The first successful cryptocurrency (Bitcoin) was introduced in 2008 by a person, or a group of people, using the name Satoshi Nakamoto.
The aim was to create a “purely peer-to-peer version of electronic cash (allowing) online payments to be sent directly from one party to another without going through a financial institution”.
The most important feature of cryptocurrencies is that they are decentralized, meaning they are not issued (controlled) by a central authority. There is a network of equally privileged participants that validate and update transactions in a shared ledger.
Cryptocurrencies operate independently from banks.
This makes them popular in countries where banking institutions are unstable. Being this alternative, cryptocurrencies provide people with full control over their money, in oppose to relying on banks to keep their money safe.
There are no restrictions for where, when or how much crypto “money” are sent.
Once a transaction is confirmed, it is irreversible.
Another important aspect of cryptocurrencies is privacy. No personal data is used, accounts are not connected to real identities. Every account has an address, comprised of a chain of about 30 random characters.
Transactions are not untraceable though, as every block of the chain is available to all nodes in the network.
Every account address, or “wallet”, has a public key and a private key, the latter known only to the owner. The private key is used to sign transactions. Both are based on a cryptography system, providing security by far exceeding the conventional methods.
Cryptocurrency transfers are done directly between two parties.
They are confirmed in minutes, regardless of the physical location of the two parties. There is no middleman between the sender and the receiver, e.g. a bank or a digital payment service and that means minimal fees are charged.

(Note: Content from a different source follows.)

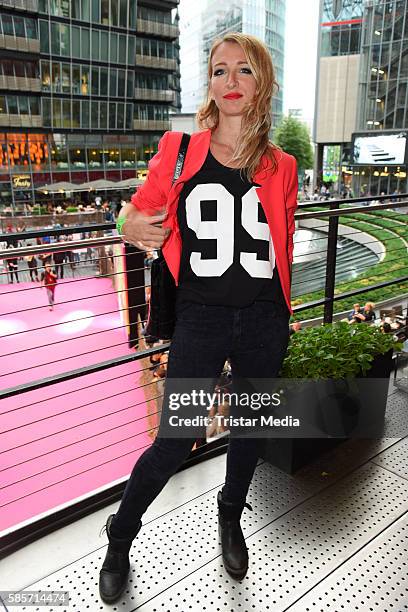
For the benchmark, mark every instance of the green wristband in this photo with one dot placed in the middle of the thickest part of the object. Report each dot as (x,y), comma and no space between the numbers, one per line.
(119,224)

It is falsely believed that the blockchain technology is not open to the public, but available only to its network of common users. In fact, everyone with a computer or a smart phone can download the free software and see the transactions in real time. Access to cryptocurrencies is easier than to banks, so the potential of digital commerce is not to be underestimated.
Many experts believe that cryptocurrencies and blockchain will disrupt many industries, including finance and law.
Some see limitless potential, while others see nothing but risk. What the future holds for this fast-evolving technology is yet to be seen, but one thing is for certain – it has become a global phenomenon in the recent years and it’s here to stay.